イーリスといったんわかれて、自室へ戻る。目の前に整えられたベッドは、今にも飛び込みたくなるほどの誘惑があったが、彼女は頬を軽くぺちぺち叩いて、窓際に置いていた机に向かう。ランプを点け、とりあえず突っ伏す。


「……なんでこうも気楽に過ごせないのか」


緩々と過ごすはずだったヒルデガルドの日常は急流の勢いだ。これがまだ二ヶ月も続くのかと思うと、辟易した。


『その願い、叶えてあげようかぁ?』


不意に聞こえた、薄笑いを浮かべていそうな男の声に顔をあげ、立ち上がって即座に杖を手に持った。──だが、遅かった。疲れによる影響か、ほんの僅かな油断に、やや大きな手がヒルデガルドの顔を鷲掴みにする。

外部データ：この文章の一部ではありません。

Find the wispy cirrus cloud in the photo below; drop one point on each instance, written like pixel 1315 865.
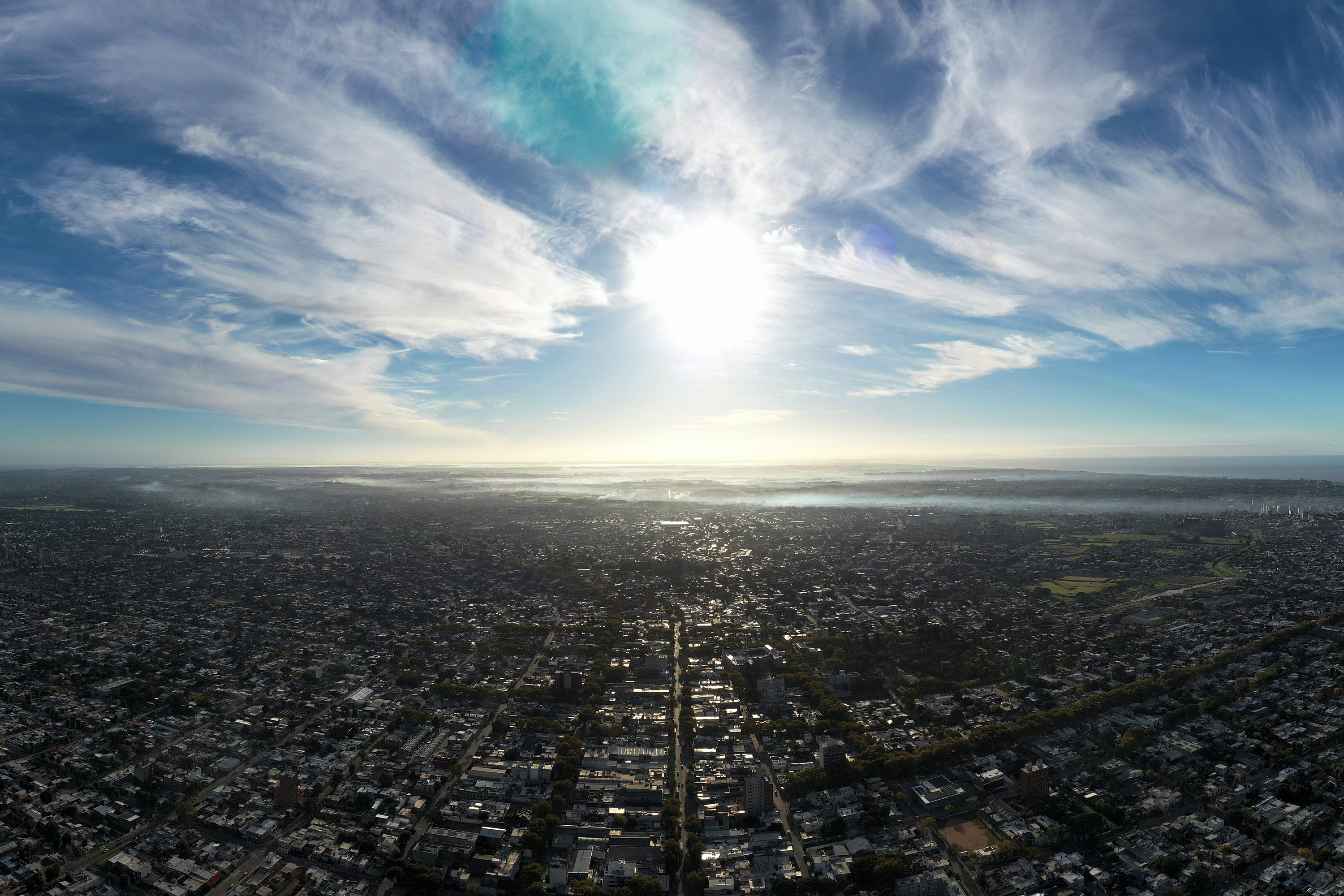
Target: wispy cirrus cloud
pixel 741 417
pixel 54 346
pixel 957 361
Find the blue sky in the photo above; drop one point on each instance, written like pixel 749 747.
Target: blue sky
pixel 663 230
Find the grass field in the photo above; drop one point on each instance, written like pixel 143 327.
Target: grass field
pixel 968 833
pixel 1186 579
pixel 1070 586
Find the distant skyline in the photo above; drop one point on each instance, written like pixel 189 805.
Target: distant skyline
pixel 663 230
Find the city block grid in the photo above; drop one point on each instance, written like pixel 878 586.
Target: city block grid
pixel 565 696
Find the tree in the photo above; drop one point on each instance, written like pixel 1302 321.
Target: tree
pixel 1086 825
pixel 646 887
pixel 878 872
pixel 672 856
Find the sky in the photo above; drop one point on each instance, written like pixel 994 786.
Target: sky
pixel 670 230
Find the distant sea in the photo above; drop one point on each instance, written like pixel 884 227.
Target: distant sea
pixel 1324 466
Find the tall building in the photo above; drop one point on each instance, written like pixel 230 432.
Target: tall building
pixel 1034 782
pixel 830 751
pixel 757 798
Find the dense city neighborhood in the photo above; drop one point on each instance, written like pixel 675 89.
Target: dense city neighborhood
pixel 529 695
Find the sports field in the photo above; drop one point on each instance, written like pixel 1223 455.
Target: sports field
pixel 968 833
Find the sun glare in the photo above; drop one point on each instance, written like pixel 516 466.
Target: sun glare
pixel 706 283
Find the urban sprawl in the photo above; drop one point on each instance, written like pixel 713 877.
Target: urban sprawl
pixel 529 695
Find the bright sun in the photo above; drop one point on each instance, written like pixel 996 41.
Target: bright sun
pixel 707 284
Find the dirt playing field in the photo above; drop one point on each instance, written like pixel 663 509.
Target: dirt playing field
pixel 968 835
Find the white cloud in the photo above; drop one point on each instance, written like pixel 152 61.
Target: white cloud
pixel 961 359
pixel 350 218
pixel 53 346
pixel 900 277
pixel 741 417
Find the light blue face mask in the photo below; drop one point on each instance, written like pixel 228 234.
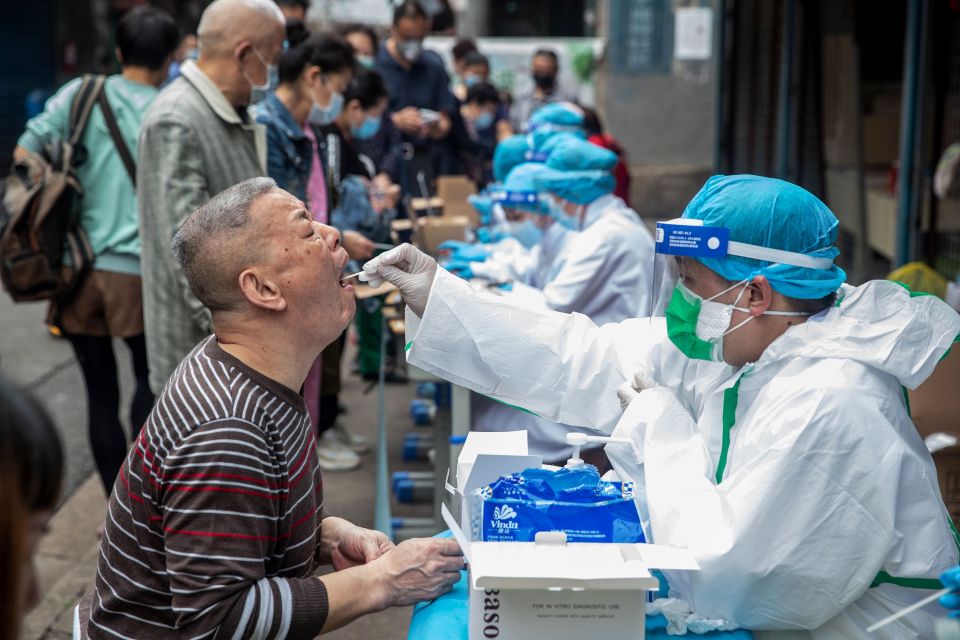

指の隙間から見えるのは、身体の細いやせぎすの男。黒い布を身に纏い、片手には小さな鎌を握っている不気味な姿。


『こんなにも立派できれいな魂を持つ人間がいるとはなあ。だが、せっかく捕まえたのに、殺そうとすれば良くて相討ちか。おまえ、本当に人間かぁ?』


黄ばんだ歯をかたかた鳴らして笑う男の足下に黒い渦が広がり、身体がゆっくり沈んでいく。彼は決してヒルデガルドを離そうとはしなかった。


「いったいどうやって気付かれずに……!」


『フヒッ、それはあとで教えてやるさね』


抵抗しようとするが、相手に殺意がない。ヒルデガルドは、まんがいちにも争って無防備なイーリスに被害が出てはならない、と奇妙な魔物らしき男に連れられるまま、黒い渦に呑み込まれ──どこかへ消えていった。